Porque tanto amó Dios al mundo que dio a su Hijo único, para que todo el que crea en él no perezca, sino que tenga vida eterna. Porque Dios no ha enviado a su Hijo al mundo para juzgar al mundo, sino para que el mundo se salve por él. El que cree en él, no es juzgado; pero el que no cree, ya está juzgado, porque no ha creído en el Nombre del Hijo único de Dios. (Jn. 3, 16-18)
Todo hombre es compuesto de espíritu y cuerpo, de una inteligencia para conocer el bien, y una voluntad para amarlo. Esto pertenece al espíritu, y luego tiene el hombre la carne, que es su cuerpo.

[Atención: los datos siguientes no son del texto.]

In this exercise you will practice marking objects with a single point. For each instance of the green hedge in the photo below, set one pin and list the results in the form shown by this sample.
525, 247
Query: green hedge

Pero hermanos míos, no siempre estas facultades del hombre, guardan perfecto equilibrio; a menudo la voluntad no quiere someterse al entendimiento, y este no quiere rendirse a la fe, y otras veces, aún cuando la inteligencia del hombre comprenda y se someta a los dictados de la fe, y aún cuando la voluntad ame lo bueno, la carne no quiere someterse a la voluntad, resultando de aquí, rebeliones, disgustos, guerras y discordias en la vida personal del hombre. El entendimiento aprueba una cosa, la voluntad quiere otra; la carne toma distinto rumbo; y de este modo el hombre encuentra en sí mismo divergencias y cambios, que no le permiten disfrutar la paz.
Pues ved aquí lo que aprendemos en el misterio de la Santísima Trinidad; a ser uno en nuestra persona, o lo que es lo mismo, la unidad personal. Que nuestro entendimiento, nuestra voluntad y nuestra carne no formen sino uno, así como las tres divinas Personas, no forman sino un solo y único Dios.